A highly-skilled Net Zero workforce could establish Canada as a top destination for green investment, building on existing advantages, including a free trade pact with the U.S. and Mexico and large deposits of natural resources critical to clean technology.

A comprehensive skills strategy must be a key pillar of Canada’s $2 trillion Net Zero transition, particularly as other countries compete for investment.

Canada is on the cusp of a generational skills crisis. As a nation, we’ve set some of the most ambitious climate objectives in the world, led by an overarching goal to reach Net Zero emissions by 2050. This pursuit brings with it an abundance of opportunity: for Canadian innovation, for new green investment, and for economic growth.
But none of it will happen without people. Our journey to Net Zero hinges not just on the large-scale mobilization of financial capital but also, critically, human capital. According to our research, 3.1 million Canadian jobs will change in some way over the next decade due to the climate transition. Traditional energy sector workers will need to be bridged to new, growing areas of the economy as this evolution plays out. But as our research shows, equally important and wide-ranging skills shifts are already taking place in other parts of the economy.
Companies like Vancouver’s Ballard Power Systems, at the forefront of the energy transition, will need engineers trained in the rapidly-evolving technology of hydrogen fuel cells. Long-established industrial giants like Sault Ste. Marie’s Algoma Steel will need to recruit and retrain workers as it overhauls its operations to rely on clean electricity. Firms like Oakville-based Samuel, Son & Co.—one of the largest North American metals processors, now pivoting to automation, robotics and innovative new forms of manufacturing—will increasingly seek engineers, workers with hybrid skillsets and those with training in new disciplines like mechatronics (integrating mechanical, electronic and electrical engineering), as it aims to make supply chains more efficient. And nearly everywhere, across nearly every industry, Canadian companies will need more traditional skilled tradespeople—the metallurgists, welders, machinists and other workers already in severe short supply.
To meet the moment, Canada needs a strategy—and a workforce nimble enough to keep pace with the rapid technological and operational changes driving the climate transition. We’ll need new models of collaboration among businesses, government and post-secondary institutions. We’ll need companies driving cutting-edge innovation to take a bigger role in work-integrated learning and training. And we’ll need workers and students to adopt a mindset of constant learning. Chronic problems will have to be tackled too, including longstanding bottlenecks in our pipeline of skilled tradespeople and a failure to tap into underutilized pools of talent such as women, immigrants and Indigenous youth.
Skills must be at the heart of any strategy to achieve Canada’s new target of cutting emissions by at least 40% by 2030. Yet so far, our discussions have been largely limited to debate about regulation and technology.
In this report, we examine the transformations already underway in Canada’s labour force as the country moves to a Net Zero economy. We map out the sectors and occupations experiencing the greatest disruption, the ways skills are shifting within specific professions and the competitive advantage that a green workforce will bring. The challenge ahead is sizeable, but for workers and employers alike, the payoff could be significant: as many as 400,000 new jobs will be added in fields that will demand enhanced skills. The importance of these green skills can’t be overstated—equipping Canadians with them is the only way to get to Net Zero.

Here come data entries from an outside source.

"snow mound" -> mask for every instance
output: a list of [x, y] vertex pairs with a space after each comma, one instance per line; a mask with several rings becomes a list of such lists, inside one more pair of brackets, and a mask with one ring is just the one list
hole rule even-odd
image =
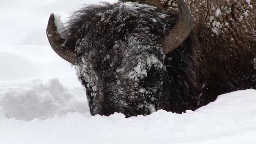
[[[77, 105], [77, 97], [70, 94], [57, 79], [50, 80], [47, 84], [40, 83], [40, 81], [36, 80], [23, 84], [22, 88], [9, 89], [4, 98], [1, 98], [0, 103], [4, 105], [4, 108], [0, 106], [0, 133], [4, 135], [0, 137], [6, 136], [0, 140], [4, 144], [216, 144], [226, 143], [231, 140], [232, 144], [256, 142], [256, 90], [220, 96], [216, 101], [195, 112], [187, 110], [178, 114], [159, 110], [146, 116], [125, 118], [124, 114], [116, 113], [108, 117], [92, 116], [88, 109], [81, 111], [82, 113], [67, 112], [80, 109], [85, 104]], [[24, 90], [29, 84], [34, 88]], [[15, 91], [20, 92], [19, 94], [8, 95]], [[12, 108], [6, 106], [10, 103]], [[3, 116], [7, 113], [10, 117], [9, 111], [12, 108], [30, 120], [39, 113], [44, 114], [39, 116], [41, 118], [49, 118], [26, 122]], [[58, 114], [53, 116], [54, 113]], [[16, 118], [19, 116], [16, 114]], [[10, 136], [13, 135], [17, 138], [12, 138]]]
[[[88, 111], [83, 88], [71, 88], [73, 92], [70, 92], [57, 78], [50, 80], [47, 84], [36, 79], [11, 86], [2, 85], [0, 90], [0, 116], [9, 118], [46, 119], [55, 114]], [[78, 91], [80, 94], [76, 94]]]

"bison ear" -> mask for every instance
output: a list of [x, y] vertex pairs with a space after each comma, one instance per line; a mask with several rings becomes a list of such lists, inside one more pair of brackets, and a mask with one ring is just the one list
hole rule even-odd
[[179, 10], [178, 21], [169, 30], [162, 44], [163, 50], [168, 54], [180, 46], [188, 38], [193, 26], [193, 17], [184, 0], [176, 0]]
[[74, 52], [70, 51], [68, 48], [62, 46], [66, 40], [62, 38], [58, 32], [57, 27], [55, 25], [54, 14], [51, 14], [49, 18], [46, 28], [46, 35], [53, 50], [64, 60], [72, 64], [75, 65]]

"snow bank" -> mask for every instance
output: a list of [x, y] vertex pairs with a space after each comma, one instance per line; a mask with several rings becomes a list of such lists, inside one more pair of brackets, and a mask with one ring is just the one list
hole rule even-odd
[[69, 112], [88, 111], [84, 89], [64, 86], [57, 78], [50, 80], [47, 84], [36, 79], [26, 83], [0, 85], [0, 90], [2, 116], [8, 118], [46, 119], [55, 114], [64, 116]]
[[62, 16], [82, 3], [99, 1], [15, 0], [0, 5], [5, 14], [0, 15], [0, 144], [256, 142], [252, 89], [223, 94], [182, 114], [91, 116], [75, 71], [52, 50], [45, 28], [51, 13]]
[[[48, 84], [38, 85], [40, 82], [36, 80], [24, 84], [20, 90], [18, 88], [9, 89], [5, 97], [1, 97], [0, 103], [9, 106], [0, 108], [0, 140], [4, 143], [216, 144], [232, 142], [232, 144], [254, 144], [256, 142], [254, 136], [256, 134], [256, 90], [222, 95], [214, 102], [195, 112], [188, 110], [186, 114], [160, 110], [146, 116], [125, 118], [124, 115], [118, 113], [109, 117], [92, 116], [86, 109], [82, 111], [82, 114], [67, 113], [73, 110], [72, 106], [76, 109], [84, 104], [78, 102], [77, 98], [70, 94], [67, 88], [57, 79], [52, 80]], [[32, 86], [37, 87], [24, 90], [27, 86], [24, 85], [29, 84], [34, 84]], [[16, 95], [7, 96], [16, 90], [18, 92]], [[33, 96], [31, 94], [33, 93]], [[44, 102], [48, 104], [43, 104]], [[19, 106], [14, 106], [16, 105]], [[22, 108], [16, 109], [19, 112], [13, 116], [16, 118], [27, 117], [31, 120], [38, 114], [44, 119], [50, 118], [45, 120], [36, 118], [29, 122], [8, 119], [2, 115], [7, 114], [10, 116], [10, 106], [12, 108]], [[32, 108], [35, 111], [32, 110]], [[20, 116], [18, 113], [28, 114]], [[54, 113], [57, 114], [53, 117]]]

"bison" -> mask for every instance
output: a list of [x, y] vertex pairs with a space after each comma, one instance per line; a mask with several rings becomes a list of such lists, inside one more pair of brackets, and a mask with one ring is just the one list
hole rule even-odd
[[49, 43], [75, 66], [92, 115], [180, 113], [255, 88], [255, 2], [135, 1], [85, 6], [62, 28], [49, 18]]

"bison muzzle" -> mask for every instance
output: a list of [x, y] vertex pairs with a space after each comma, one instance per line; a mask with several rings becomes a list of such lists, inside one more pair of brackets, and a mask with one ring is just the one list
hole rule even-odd
[[[140, 2], [85, 6], [70, 16], [61, 32], [51, 15], [49, 42], [59, 56], [75, 65], [92, 115], [118, 112], [128, 117], [159, 109], [181, 113], [220, 94], [255, 88], [253, 58], [236, 58], [245, 60], [233, 64], [235, 67], [250, 66], [246, 71], [231, 70], [227, 75], [224, 72], [230, 70], [220, 66], [218, 71], [223, 72], [214, 72], [218, 65], [231, 64], [207, 60], [211, 56], [224, 59], [223, 52], [212, 56], [201, 46], [201, 42], [211, 39], [199, 38], [194, 29], [195, 16], [183, 0], [176, 2], [178, 13], [161, 8], [161, 4], [156, 7]], [[256, 56], [255, 51], [250, 54]]]

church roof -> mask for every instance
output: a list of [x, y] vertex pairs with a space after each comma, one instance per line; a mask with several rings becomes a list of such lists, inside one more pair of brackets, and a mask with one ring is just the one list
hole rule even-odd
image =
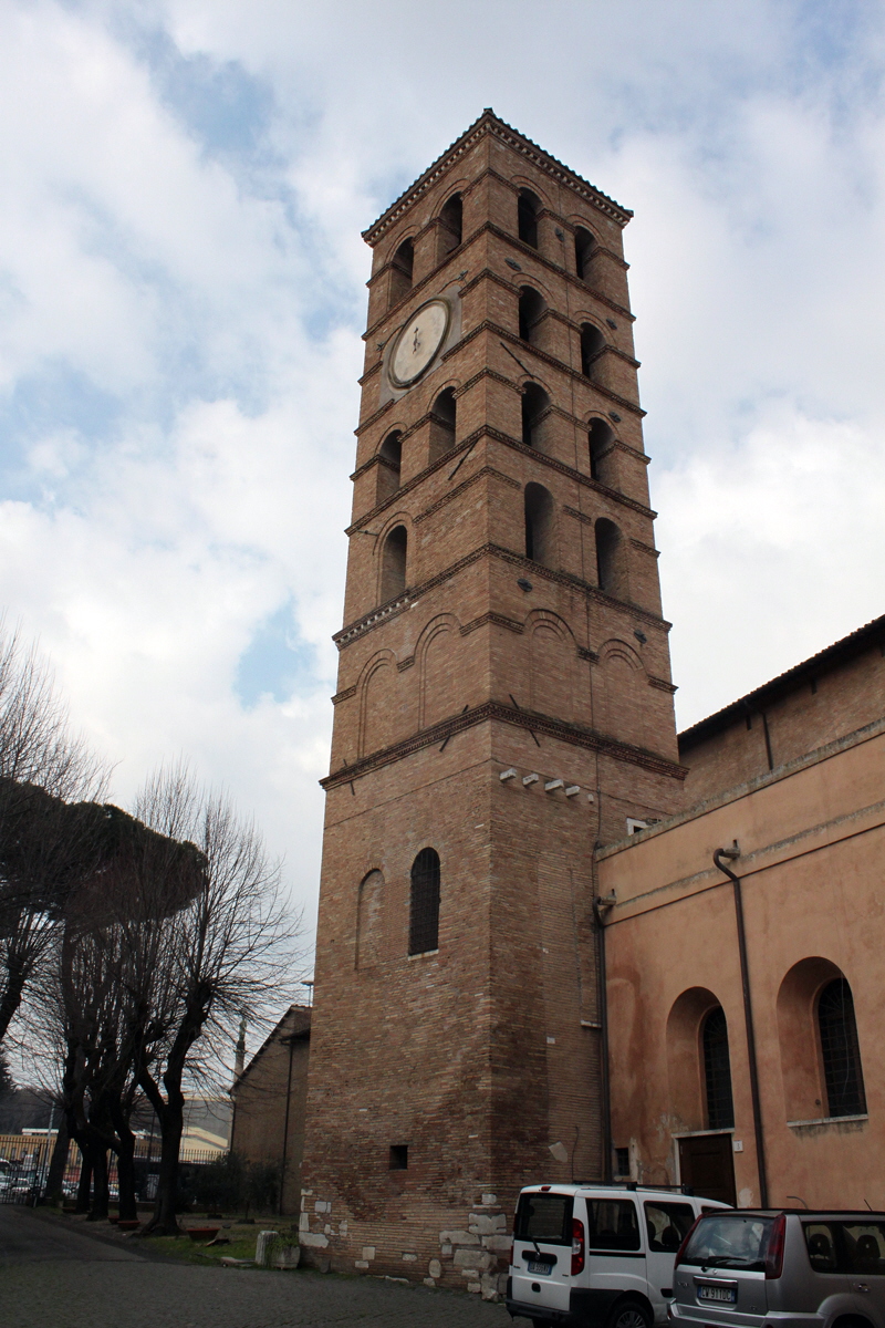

1. New skills at green companies (“Jobs with enhanced skills”)
These are workers who must learn new skills to work at firms developing technologies that will help accelerate transition to a Net Zero economy.
Challenge: On-the-job and work–integrated learning for proprietary technology
Example: Fuel cell engineers

2. Existing skills at green companies (Not included directly in our analysis)
These Canadians work for the companies facilitating transition, but in occupations that are mostly insulated from skills and task changes.
Challenge: Attracting talent to new sectors to help them scale
Example: Human resources at a solar panel manufacturer

3. Increasing demand for existing skills (“Increased demand”)
These workers already have the requisite skills for new tasks, so need little additional training, but we’ll need more workers in these areas.
Challenge: Encouraging more Canadians to choose these fields
Example: Electricians upgrading service to buildings across the nation to accommodate electric heating, appliances, and vehicles

4. New skills in existing jobs (“Jobs with enhanced skills”)
These workers’ jobs are changing, even as their industries or employers don’t.
Challenge: Upskilling existing workers as their jobs change
Example: Welders joining steel and aluminum to build EVs
 

The pandemic shook Canada’s workforce, delaying retirements, prompting a wave of job switching and drawing attention to longstanding chokepoints in the pipeline of skilled tradespeople. Employment is above pre-pandemic levels, and tight conditions in certain industries have pushed job vacancies to record highs of nearly 1 million. And shortages of skilled tradespeople critical to manufacturing, construction and other sectors are poised to grow even more severe in the next five years, according to our research.
Now, a failure to get enough Canadians with the right green skills into the labour force could further limit our growth potential. As early as 2025, the country could be short roughly 27,000
environmental workers, a category that includes those employed by green firms or engaged in green tasks.1 That shortfall will be more painful in some sectors than others. For instance, Canada will be short about 7,500 senior managers and 7,300 engineers and physical scientists as demand for these skills soars. As clean electricity grows as a key source of energy, workers with electrical skills will be highly sought after. Overall, by 2030, 98,000 new positions will be created in jobs where skills won’t change but will be in increased demand due to the climate transition.
Beyond tightening the current labour squeeze, the Net Zero transition will demand a reshaping and enhancing of existing skillsets. Accountants will need to audit emissions as well as financial statements, and city planners will be tasked with designing urban settings resistant to the impacts of more frequent floods and wildfires. The overall shift in many occupation groups may be small, but for some jobs, an average 25% to 30% of tasks are already changing.
By 2030, roughly 235,000 or 13% of new positions will be in occupations where descriptions are changing due to the Net Zero transition. That could rise to as much as 20%, or 400,000 positions, if growth in clean transportation and industry follows the trends expected by Clean Energy Canada, a Vancouver-based think tank.2 And even faster growth for green skills in construction and trades is possible if Canada closes the spending gap, investing an additional $60 billion needed annually to reach our climate targets, starting with major carbon capture and green infrastructure projects.
Share of green tasks

Source: RBC Economics

Transportation has been at the forefront of accelerating demand for green technologies. Early government action on climate change has focused heavily on incentives for electric vehicle adoption and production. But EVs come with a set of requirements distinct from those of gas-powered vehicles. For one thing, they need lighter, stronger materials to improve efficiency. And increasingly, automakers focused on cutting emissions from their production and supply chains are demanding the cleanest possible inputs. This single point of demand—from one of North America’s most important industries—is catalyzing operational and skills transformations through an entire supply network. Climate action is not only changing what we make, but how we make it.
In some cases, the workers experiencing the biggest changes will be those directing the transition. Specialized managers planning for new production processes in engineering, architecture, utilities and manufacturing are already experiencing a shift in over 50% of their tasks. Some task changes won’t require major retraining, but others will.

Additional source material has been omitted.